May 04, 1993|By Kerry O'Rourke | Kerry O'Rourke,Staff Writer

Parents opposed to an indoor shooting range in Eldersburg said last night they may appeal a Carroll zoning board's decision to allow the range if they can find an attorney to work for free.

The parents, some of them members of the South Carroll Coalition, also may organize a campaign to pressure the Eldersburg Business Center to cancel the range's lease or move it elsewhere in the building.

Whatever the group decides, it must be done quickly, coalition President Kathleen Horneman told 17 people at a coalition meeting last night at the Eldersburg branch of the Carroll County Public Library.

The group has until May 27 to appeal to Carroll Circuit Court a decision last Tuesday by the Carroll Board of Zoning Appeals to allow Top Gun Indoor Range Inc. to open. Range owners -- Pikesville attorney Jay L. Liner and Arbutus homebuilder Joseph R. Twilley -- said they plan to open a 16-lane range this fall.

Ms. Horneman said it would cost $2,500 to $3,500 to appeal the zoning board decision. The coalition does not have the money, she said.

Some parents who testified at the zoning hearing said they oppose the range because it would be across the street from Liberty High School and next to Super Sports Inc., an indoor arena popular among children. They said they feared for their children's safety.

Last night, Super Sports owner Mark Hughes said business center owners Leroy and Rob Merritt might be receptive to calls from concerned parents.

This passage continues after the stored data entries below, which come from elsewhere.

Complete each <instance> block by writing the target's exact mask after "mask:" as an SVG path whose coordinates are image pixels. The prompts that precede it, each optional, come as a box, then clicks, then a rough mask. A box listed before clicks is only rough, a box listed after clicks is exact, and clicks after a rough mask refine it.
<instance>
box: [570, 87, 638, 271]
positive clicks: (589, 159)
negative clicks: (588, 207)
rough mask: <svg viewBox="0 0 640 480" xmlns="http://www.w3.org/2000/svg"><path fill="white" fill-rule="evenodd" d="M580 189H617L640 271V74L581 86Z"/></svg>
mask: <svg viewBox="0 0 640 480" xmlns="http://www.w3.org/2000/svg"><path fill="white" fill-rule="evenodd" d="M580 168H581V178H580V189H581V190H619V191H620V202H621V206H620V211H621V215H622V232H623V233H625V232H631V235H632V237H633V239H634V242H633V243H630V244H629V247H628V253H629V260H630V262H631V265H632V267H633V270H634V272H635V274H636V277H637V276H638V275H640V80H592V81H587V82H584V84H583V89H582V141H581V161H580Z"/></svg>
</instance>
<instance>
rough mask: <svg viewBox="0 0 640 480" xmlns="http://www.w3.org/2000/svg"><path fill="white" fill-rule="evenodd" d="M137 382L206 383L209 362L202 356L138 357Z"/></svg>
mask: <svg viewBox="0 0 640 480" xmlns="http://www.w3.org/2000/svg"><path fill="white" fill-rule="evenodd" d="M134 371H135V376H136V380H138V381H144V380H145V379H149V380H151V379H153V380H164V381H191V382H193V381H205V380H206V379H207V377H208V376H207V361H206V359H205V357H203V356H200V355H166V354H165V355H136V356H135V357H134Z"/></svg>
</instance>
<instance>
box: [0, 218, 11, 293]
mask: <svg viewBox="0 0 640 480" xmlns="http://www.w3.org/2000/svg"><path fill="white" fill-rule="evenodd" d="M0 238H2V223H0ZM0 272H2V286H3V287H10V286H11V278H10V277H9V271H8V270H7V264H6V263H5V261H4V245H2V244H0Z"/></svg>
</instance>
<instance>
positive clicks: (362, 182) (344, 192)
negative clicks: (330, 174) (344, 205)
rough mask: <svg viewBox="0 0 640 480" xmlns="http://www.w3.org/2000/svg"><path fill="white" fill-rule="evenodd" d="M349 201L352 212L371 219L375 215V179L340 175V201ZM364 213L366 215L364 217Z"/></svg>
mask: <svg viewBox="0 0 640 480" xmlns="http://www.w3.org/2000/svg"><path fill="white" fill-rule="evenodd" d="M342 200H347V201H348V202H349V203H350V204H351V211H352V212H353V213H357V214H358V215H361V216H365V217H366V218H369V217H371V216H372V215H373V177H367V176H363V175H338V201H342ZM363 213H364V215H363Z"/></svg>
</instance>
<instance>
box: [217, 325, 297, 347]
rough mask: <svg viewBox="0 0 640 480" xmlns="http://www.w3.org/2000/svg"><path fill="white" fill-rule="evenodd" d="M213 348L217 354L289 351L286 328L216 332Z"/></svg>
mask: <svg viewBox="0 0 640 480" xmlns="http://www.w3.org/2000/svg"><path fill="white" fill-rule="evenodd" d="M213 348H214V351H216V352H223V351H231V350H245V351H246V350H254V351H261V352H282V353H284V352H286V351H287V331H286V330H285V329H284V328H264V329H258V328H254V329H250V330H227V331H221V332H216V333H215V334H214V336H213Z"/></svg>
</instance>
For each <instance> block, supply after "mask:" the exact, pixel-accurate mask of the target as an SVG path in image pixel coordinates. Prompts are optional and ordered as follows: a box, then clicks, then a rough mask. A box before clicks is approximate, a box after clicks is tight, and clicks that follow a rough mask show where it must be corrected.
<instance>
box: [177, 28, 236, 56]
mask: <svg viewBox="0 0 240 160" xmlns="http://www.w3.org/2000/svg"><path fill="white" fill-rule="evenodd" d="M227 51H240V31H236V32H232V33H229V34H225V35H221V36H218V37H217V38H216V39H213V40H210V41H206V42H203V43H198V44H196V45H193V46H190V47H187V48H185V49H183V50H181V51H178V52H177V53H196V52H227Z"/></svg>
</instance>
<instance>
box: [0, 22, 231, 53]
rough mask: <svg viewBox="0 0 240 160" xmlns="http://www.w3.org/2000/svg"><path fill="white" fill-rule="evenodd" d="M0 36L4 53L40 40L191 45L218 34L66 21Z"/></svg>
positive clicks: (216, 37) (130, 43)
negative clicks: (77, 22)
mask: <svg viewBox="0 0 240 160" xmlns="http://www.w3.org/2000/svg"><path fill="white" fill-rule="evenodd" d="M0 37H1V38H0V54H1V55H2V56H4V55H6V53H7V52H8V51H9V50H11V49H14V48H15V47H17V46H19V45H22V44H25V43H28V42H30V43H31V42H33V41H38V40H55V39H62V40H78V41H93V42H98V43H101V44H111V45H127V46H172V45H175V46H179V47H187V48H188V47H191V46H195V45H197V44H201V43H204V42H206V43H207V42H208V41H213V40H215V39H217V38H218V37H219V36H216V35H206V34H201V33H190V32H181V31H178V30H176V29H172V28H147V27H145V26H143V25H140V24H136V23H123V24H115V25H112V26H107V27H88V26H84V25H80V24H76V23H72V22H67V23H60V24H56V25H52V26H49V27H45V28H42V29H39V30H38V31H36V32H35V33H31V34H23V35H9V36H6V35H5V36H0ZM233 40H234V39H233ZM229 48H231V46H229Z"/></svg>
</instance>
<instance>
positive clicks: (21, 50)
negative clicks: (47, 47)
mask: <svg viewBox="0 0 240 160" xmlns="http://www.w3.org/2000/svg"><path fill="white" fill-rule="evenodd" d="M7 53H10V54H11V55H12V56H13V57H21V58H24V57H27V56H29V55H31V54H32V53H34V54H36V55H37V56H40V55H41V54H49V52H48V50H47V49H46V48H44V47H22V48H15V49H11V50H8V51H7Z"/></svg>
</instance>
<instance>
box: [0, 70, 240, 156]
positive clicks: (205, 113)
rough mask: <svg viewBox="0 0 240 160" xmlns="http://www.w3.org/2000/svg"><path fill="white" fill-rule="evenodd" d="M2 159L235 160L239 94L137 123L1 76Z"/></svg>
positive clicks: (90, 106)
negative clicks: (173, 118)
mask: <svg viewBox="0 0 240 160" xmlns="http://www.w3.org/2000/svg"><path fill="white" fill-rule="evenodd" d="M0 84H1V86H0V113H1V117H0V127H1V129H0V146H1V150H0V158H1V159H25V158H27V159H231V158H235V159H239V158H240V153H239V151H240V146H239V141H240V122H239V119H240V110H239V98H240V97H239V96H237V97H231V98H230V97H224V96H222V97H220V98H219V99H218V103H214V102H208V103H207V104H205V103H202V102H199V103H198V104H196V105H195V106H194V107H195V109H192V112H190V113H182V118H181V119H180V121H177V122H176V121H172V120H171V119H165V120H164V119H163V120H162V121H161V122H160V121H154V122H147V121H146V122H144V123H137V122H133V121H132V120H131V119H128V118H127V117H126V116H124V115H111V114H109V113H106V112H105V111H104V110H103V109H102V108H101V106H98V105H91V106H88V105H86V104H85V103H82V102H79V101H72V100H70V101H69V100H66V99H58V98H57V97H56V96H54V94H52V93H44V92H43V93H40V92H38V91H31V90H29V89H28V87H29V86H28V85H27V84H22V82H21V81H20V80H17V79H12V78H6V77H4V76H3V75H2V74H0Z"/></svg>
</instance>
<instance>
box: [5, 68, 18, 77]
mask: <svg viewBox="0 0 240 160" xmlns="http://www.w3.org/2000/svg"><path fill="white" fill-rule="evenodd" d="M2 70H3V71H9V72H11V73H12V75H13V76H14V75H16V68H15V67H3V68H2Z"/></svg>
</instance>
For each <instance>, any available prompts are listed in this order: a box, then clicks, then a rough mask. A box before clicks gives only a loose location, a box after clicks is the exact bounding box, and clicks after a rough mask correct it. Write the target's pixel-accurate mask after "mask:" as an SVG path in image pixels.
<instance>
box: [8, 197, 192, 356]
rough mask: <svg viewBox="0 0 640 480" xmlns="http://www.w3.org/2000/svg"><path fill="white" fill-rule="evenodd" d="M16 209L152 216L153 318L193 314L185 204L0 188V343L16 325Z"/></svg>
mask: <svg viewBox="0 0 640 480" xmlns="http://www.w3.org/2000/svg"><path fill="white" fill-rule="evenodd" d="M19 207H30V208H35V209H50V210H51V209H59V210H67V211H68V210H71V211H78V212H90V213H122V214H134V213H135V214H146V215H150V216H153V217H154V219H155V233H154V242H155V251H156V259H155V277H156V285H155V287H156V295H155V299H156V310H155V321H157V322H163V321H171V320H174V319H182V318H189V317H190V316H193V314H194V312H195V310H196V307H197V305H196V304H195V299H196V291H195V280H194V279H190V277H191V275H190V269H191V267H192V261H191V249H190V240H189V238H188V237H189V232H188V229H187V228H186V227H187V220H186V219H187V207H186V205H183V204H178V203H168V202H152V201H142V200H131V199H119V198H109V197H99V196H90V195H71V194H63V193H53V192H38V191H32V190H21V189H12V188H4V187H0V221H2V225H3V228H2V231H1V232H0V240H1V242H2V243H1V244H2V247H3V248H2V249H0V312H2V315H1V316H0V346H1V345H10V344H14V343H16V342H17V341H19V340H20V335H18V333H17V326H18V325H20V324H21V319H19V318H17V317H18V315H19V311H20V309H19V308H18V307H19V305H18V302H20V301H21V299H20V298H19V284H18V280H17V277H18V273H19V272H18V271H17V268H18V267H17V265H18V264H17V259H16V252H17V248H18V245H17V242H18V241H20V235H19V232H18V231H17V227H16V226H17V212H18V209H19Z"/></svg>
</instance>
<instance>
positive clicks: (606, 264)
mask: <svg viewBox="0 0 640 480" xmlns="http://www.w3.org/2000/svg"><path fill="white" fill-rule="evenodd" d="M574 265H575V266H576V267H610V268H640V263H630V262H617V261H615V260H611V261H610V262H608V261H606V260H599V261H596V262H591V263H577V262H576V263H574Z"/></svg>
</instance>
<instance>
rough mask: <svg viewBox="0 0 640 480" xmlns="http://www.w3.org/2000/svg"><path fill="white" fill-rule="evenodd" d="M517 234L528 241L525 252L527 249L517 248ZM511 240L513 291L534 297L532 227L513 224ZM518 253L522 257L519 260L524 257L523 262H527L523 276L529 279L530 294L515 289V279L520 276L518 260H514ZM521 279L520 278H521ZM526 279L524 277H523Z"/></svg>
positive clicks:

Some parents have threatened to boycott Super Sports if the shooting range opens, Mr. Hughes testified at the hearing. He said last night that the range would be less of a problem if it were farther away from his arena in the business center.

Debbie Keyser of Eldersburg, a Montgomery County police officer, said the people who would come to shoot targets at the range would be responsible gun owners.